Hello! I’m thinking about switching from my beloved fedora to a rolling release distro, because it really intrigues me, but I’m a bit scared of Arch, it’s still too soon for me to go down this rabbit hole XD
what do you think about debian testing? It’s not a “true” rolling release as long as I understand, but it “practically” behaves like one, correct? On the system informations I still see Debian 12, what will happen when Debian 13 stable will be released?

sorry if these are silly questions and thanks to all in advance!

  • @oranki
    link
    11 year ago

    Devuan is more stable

    So Devuan has even older versions of packages than Debian? Stability in the distro context means that features, APIs, UIs don’t change. Please don’t mix software bugs with stability.

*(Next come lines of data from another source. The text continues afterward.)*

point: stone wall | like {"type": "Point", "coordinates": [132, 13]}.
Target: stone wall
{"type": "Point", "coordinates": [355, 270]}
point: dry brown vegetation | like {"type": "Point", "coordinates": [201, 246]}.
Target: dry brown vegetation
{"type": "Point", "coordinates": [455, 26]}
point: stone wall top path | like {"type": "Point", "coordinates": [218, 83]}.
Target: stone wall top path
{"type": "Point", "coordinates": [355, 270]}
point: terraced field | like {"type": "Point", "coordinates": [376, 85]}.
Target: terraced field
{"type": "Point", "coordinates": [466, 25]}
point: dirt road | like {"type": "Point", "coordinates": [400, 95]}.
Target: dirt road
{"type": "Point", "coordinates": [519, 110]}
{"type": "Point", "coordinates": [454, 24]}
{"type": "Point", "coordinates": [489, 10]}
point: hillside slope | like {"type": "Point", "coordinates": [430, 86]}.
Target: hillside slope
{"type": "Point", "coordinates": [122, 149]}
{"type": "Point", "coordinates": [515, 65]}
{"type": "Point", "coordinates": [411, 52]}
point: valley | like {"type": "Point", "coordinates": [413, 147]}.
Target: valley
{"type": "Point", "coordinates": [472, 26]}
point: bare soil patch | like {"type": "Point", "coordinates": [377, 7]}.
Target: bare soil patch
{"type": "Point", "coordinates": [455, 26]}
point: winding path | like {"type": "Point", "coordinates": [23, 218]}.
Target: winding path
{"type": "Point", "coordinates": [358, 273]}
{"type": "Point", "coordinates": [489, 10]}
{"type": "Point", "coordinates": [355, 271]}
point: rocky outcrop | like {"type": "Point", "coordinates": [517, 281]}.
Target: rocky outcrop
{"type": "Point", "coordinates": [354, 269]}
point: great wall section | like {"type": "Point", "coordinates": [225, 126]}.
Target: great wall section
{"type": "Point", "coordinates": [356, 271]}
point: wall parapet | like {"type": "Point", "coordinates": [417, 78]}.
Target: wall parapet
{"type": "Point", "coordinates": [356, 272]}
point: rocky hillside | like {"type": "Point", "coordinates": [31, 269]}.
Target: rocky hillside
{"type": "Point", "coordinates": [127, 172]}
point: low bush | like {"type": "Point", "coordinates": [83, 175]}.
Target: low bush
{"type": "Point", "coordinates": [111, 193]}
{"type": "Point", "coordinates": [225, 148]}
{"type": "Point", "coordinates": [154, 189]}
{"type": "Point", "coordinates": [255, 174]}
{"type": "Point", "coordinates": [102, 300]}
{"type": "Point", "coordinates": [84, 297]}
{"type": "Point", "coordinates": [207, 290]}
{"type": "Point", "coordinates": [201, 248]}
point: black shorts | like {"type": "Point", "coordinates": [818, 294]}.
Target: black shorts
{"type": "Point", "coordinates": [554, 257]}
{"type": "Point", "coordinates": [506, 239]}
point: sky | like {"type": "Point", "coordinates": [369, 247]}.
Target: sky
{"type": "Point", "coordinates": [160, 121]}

    It may be I’ve entirely misunderstood how systemd works, but I think your description of it is off by a mile too.

    but a different init starts a new process ID for each separate program

    Of course there are PIDs with systemd too! First of all, systemd itself has a PID (1).

    For systemd, which runs system wide to handle everything, if one program locks, systemd has to make adjusts for the whole system to fix the problem.

    This is just wrong… Sure, if the service in question is dependent on a lot of other services, or vice versa. If your programs tend to lock, that’s the application’s fault and should be handled at the application level.

    I found Artix to run smoother or lighter than Arch.

    This is most definetly a difference in what else is running on the system. Systemd doesn’t really use that much resources. Unless you are measuring RAM usage in the megabytes. Which is of course valid on constrained systems, but on a regular desktop one browser tab will need orders of magnitude more resources than any init system.

    I want Firefox running an isolated process from the one that Plasama desktop is running

    This just shows you have absolutely no clue on Linux processes, I really really doubt anyone is running Firefox under systemd. And neither have you.

    There are valid reasons for choosing a different init system, but you have not provided a single one that is really true. It seems like you are only repeating things heard from some one else.

    The difference is systemd is one thing to handle everything

    This is true, but it refers to systemd handling a lot more than process management. Systemd has the problem that nowadays it does log management, memory management, login management, user management etc. This goes against the UNIX philosophy of one tool for one job, and THAT is why people frown on systemd.